To be sure, Jarvis says, “Not a lot of people would appreciate an agent grabbing them in a bear hug and pinning them against a crowd. But you’ve got maybe seconds to correctly respond to a situation that has potentially catastrophic consequences.”

“We had a young, gregarious guy who absolutely thrived on and was energized by being in crowds,” Dowling says. “We weren’t going to have a conversation saying, ‘Sir, you’re really going to have to change. This isn’t presidential.’ We really had to redefine the way we did business on the road.”

Dowling thought the fact that Clinton would plunge unpredictably into crowds could work to the advantage of the Secret Service because there was no advance notice. “The odds of somebody being there that would willingly want to do him harm were at least decreased,” notes Dowling, who later headed the Washington field office. At the same time, Dowling says, the Secret Service worked with the staff to identify places where Clinton could go and allow agents to scout out the areas in advance.

On Sunday morning, February 26, 1995, Dowling read an item in Parade magazine’s Personality Parade and knew he was in for trouble. The item asked how much truth there was to “those stories coming out of Washington that Bill Clinton is still an incurable womanizer.”

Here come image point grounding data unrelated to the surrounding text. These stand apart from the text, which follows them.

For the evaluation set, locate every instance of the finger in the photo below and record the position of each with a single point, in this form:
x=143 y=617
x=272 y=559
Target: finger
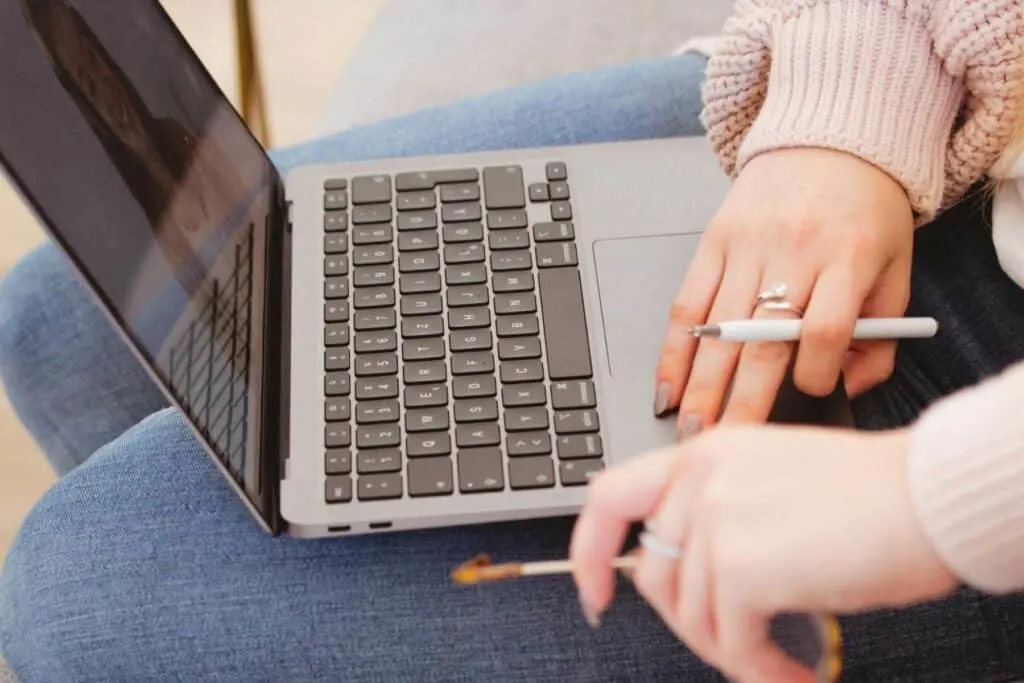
x=715 y=361
x=763 y=365
x=690 y=307
x=824 y=339
x=616 y=499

Parade answered, “If there were any hard evidence that the president of the U.S. was womanizing, you can be certain it would have appeared by now in the media. The days when the White House press corps respected a president’s privacy and ignored his extracurricular activities—as with JFK—are long gone.”

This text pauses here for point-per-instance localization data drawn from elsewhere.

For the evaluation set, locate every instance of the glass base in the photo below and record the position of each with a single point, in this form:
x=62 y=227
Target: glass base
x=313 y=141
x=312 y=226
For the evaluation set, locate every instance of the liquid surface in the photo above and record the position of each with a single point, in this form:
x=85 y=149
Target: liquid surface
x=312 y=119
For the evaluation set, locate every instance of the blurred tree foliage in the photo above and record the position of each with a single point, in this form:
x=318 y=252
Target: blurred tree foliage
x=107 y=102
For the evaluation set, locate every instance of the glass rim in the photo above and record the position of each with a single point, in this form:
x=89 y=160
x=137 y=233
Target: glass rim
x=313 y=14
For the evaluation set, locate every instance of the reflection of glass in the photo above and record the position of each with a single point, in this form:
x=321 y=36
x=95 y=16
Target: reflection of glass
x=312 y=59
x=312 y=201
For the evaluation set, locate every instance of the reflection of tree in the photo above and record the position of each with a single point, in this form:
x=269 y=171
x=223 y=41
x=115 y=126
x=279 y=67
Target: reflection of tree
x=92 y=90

More ominously for the Secret Service, the item continued: “Insiders say the salacious rumors about Bill Clinton often can be traced to Secret Service agents, who may be feuding with the first lady. She reportedly suspects that some of the agents are snoops and tries to keep them at a distance. One agent recently spread a story that Mrs. Clinton had become so tired of her husband’s wandering ways that she threatened to seek a divorce and run against him in 1996. No one believes that outlandish tale, but unfortunately it has made its way through the Washington gossip mill.”

Dowling, the assistant special agent in charge of the Clinton detail, was working that Sunday. The Clintons were attending church, and the president said nothing to him about the Parade item. However, two hours later, Dowling was at his office in Room 62 of the Eisenhower Executive Office Building when the phone rang.

“Mr. Dowling, stand by please for the president,” a White House operator said.

“Did you see Parade magazine this morning?” Clinton asked Dowling.

“Yes, sir, I did,” Dowling replied. “I was very disturbed at what I saw.”